Friday, August 9, 2013

Arachnis deathicus

Roxanne Ritchi: The spider's new.
Megamind: Spider?
Megamind: Uh... Ah yes, the spyiiiiiider. Even the smallest bite from... "arachnis deathicus"... will instantly paralyze...

I'm not a big fan of spiders. I can tolerate them long enough to kill them. That's about it. (Michele likes to rescue them and return them to the wild.)

Anyways, late one night, I found myself taking out the trash. As I was walking down the path that connects our house to the street, I caught the faint shimmering of a spiderweb. Unfortunately, it was hanging under a tree branch smack in the middle of the sidewalk at head height. I moved in for a closer look and saw an enormous spider, the size of a ping pong ball suspended in the middle. Ughhh... Lucky for it, I didn't have anything that I felt comfortable killing it with, so I dodged around it, went to the dumpster, and hightailed out of there.

The next morning, no spider. But come 10 pm, there were THREE enormous spiders, spread underneath the branch, waiting for the unwary pedestrian. This continued for several weeks, and we made a point of keeping a wide berth. Apparently, these are some type of tree-dwelling spider that cast webs every night. (Any entomologists reading this?)

A few weeks later, I finally mustered the courage to take a photo. Even with Michele's super duper zoom lens, I had to get uncomfortably close...

The next morning, I had to go up to work early to quench some reaction that would probably take out half the floor if it warmed up to room temperature. I rushed out the door and was halfway to the street when all of a sudden I had the horrible feeling of spider silk all over my face and I felt something heavy and exoskeletal bounce off the back of my head. I freaked out, ran back home and asked Michele (while she was still asleep. I woke up to a screaming husband saying something about evil spiders. No joke. Weirdest way to get woken up.)  to conduct a thorough examination and reassure me that the spider wasn't about to sink it's proboscis into my neck.

Since then, we haven't seen any more spiders. In a way, I guess they aren't evil. We sure get a lot fewer mosquitos than one would expect, but still, I wish they would do their business somewhere I couldn't see them.


  1. Can I just tell you that I could see this story playing out in my mind in Pictorial style pictures of the both of you? True story. Tiny is adorable in Pictorial form. And Matt, you have some mad ninja moves. I'm glad that I know you all.


    1. Michele, since you and I have such a great relationship, I figured that not mentioning you in the comment would go over smoothly enough.

    2. I would love to see pictorial forms of us. I think it would be quite amusing, especially this story with Matt running in like a mad man thinking a spider was eating his neck.
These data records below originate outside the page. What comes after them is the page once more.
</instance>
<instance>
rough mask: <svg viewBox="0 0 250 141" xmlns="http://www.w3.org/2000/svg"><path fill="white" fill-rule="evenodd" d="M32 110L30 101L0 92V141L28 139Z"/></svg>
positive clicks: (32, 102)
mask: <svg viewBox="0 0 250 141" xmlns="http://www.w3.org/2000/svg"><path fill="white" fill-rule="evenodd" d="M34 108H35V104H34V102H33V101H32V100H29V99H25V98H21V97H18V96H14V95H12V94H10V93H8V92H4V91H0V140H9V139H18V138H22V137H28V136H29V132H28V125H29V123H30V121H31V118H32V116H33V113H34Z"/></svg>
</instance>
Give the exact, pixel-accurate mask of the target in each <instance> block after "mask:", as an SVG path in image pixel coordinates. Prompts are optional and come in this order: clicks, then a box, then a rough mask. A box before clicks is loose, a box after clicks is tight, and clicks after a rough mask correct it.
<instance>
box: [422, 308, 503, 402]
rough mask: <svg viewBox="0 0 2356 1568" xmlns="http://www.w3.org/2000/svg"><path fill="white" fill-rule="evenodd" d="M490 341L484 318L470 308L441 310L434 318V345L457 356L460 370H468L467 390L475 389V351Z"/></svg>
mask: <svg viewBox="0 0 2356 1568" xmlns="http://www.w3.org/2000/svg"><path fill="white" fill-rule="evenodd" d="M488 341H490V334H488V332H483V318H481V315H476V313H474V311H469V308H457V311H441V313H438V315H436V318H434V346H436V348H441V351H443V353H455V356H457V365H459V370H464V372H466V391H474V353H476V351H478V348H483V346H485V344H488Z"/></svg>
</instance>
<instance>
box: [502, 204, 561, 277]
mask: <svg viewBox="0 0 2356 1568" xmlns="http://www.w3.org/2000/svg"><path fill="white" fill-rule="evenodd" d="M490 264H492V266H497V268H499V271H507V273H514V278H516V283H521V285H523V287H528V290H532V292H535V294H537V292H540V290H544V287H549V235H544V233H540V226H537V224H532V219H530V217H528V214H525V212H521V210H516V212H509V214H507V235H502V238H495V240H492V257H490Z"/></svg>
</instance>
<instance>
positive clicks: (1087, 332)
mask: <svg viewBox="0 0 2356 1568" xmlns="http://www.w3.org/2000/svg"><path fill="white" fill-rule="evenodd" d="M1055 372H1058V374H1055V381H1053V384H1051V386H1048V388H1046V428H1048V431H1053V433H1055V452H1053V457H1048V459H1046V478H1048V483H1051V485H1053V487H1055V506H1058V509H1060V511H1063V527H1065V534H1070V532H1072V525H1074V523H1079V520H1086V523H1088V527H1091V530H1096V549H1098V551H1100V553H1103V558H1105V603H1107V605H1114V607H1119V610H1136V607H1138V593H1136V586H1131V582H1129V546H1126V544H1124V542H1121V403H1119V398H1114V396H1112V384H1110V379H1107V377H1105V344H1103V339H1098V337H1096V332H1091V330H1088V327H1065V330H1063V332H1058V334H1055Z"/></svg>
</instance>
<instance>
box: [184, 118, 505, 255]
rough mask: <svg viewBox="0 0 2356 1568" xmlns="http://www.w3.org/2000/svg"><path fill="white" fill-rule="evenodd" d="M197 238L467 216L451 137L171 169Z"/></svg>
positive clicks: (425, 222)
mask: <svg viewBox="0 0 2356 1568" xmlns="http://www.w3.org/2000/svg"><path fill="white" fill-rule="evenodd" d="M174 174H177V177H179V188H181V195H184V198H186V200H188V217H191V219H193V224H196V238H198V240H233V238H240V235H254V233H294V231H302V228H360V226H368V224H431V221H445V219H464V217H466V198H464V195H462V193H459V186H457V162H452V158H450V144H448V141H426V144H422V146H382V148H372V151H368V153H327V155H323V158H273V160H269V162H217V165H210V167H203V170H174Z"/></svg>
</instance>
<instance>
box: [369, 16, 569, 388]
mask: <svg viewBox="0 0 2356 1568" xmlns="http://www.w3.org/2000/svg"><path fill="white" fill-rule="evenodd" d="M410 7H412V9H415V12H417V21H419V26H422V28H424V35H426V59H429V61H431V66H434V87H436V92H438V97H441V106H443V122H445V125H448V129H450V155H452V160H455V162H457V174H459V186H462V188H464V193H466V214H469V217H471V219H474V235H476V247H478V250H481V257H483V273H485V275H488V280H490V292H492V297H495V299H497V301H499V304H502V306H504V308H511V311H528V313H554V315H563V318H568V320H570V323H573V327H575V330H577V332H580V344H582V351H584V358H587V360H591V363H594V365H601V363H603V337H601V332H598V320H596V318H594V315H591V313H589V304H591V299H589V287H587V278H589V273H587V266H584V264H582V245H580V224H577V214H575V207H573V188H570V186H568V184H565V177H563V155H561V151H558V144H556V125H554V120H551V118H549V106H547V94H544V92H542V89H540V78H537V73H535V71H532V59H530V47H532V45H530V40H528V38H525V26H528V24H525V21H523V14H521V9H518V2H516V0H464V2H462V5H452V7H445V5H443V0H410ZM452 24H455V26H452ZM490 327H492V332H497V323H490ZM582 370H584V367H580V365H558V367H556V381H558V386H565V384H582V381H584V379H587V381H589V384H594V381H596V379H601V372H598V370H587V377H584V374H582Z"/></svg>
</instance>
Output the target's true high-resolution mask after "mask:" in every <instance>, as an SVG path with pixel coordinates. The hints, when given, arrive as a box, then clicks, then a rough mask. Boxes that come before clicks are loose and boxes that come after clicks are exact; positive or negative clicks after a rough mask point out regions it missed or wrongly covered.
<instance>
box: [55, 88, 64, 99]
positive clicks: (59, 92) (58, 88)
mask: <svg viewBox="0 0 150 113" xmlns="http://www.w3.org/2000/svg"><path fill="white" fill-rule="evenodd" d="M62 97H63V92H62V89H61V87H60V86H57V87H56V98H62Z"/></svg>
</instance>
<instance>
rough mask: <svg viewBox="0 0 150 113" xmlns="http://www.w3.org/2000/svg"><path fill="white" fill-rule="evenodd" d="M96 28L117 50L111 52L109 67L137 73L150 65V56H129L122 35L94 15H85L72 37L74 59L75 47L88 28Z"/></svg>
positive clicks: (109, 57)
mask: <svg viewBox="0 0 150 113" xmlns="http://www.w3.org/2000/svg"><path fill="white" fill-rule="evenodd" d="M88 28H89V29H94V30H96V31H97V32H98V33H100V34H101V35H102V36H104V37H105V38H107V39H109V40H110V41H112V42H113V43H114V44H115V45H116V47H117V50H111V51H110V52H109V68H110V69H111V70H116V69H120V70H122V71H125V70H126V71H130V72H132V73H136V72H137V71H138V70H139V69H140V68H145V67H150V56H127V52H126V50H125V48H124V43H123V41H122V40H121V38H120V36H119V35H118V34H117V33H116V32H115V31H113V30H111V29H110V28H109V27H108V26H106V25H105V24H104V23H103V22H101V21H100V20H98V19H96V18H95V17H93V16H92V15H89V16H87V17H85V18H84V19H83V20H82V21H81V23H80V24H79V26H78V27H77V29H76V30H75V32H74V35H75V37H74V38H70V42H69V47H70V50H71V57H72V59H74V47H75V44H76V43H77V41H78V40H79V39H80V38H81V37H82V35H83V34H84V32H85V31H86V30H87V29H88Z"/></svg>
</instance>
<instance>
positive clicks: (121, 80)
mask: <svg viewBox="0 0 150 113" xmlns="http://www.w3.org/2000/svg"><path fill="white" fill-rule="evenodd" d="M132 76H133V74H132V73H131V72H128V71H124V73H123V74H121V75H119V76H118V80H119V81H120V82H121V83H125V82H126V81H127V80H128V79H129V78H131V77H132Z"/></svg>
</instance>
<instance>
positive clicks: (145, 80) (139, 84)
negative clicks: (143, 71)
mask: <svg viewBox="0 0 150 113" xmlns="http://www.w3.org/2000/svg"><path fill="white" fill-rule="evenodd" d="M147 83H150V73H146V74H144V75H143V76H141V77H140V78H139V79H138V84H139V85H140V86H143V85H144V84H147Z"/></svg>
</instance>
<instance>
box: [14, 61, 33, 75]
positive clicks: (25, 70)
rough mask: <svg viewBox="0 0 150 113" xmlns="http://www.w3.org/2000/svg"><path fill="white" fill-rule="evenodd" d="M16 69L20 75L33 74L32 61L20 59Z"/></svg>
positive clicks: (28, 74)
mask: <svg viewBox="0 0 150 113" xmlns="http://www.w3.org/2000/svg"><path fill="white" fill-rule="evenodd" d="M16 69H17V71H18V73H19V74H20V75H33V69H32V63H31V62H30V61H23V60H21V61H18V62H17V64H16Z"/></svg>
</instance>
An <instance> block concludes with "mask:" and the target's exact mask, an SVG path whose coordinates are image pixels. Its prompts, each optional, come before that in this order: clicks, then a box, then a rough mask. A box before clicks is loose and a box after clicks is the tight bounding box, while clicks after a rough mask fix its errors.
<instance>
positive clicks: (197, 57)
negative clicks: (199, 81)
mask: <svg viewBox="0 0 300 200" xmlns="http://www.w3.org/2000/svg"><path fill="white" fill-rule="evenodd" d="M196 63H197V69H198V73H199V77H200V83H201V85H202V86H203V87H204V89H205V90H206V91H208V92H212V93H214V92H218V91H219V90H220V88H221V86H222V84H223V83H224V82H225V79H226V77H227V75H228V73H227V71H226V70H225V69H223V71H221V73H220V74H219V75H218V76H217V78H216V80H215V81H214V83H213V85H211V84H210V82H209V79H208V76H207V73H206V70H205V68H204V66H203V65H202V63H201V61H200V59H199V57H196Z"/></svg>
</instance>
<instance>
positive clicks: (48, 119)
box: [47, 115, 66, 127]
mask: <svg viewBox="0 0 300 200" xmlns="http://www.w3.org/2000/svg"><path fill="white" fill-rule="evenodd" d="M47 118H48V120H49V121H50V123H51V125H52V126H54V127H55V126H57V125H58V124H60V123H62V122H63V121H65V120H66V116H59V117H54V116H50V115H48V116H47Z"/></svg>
      And don't worry. I actually didn't notice you didn't mention me until after I read your 2nd comment.

  2. You should look up what species that is. It might be arachnis deathicus, or it might be spikicus fluffikus, a non poisonous and hug-craving variety. At least then you'd know in which direction any nightmares of them should go.

    - (Tashya's) Andrew

    1. So I tried to...but I have no clue how to tell one type from another. Do you know if a spider classification book for dummies?


  3. I just noticed something: that spider is missing a leg!

  4. Orb-Weaving Spiders ...low risk - non-aggressive

    Venom toxicity - the bite of Orb-Weaving Spiders is of low risk (not toxic) to humans. They are a non-aggressive group of spiders. Seldom bite. Be careful not to walk into their webs at night - the fright of this spider crawling over one's face can be terrifying and may cause a heart attack, particularly to the susceptible over 40 year olds.
    Spider Identification - an adult is about 2/3 to more than 1 inch in body length - has a bulbous abdomen - often colorful - dark to light brown pattern. The common Golden Orb-Weaver Spider has a purplish bulbous abdomen with fine hairs.
    Habitat - often found in summer in garden areas around the home - they spin a large circular web of 6 feet or more, often between buildings and shrubs, to snare flying insects, such as, flies and mosquitoes.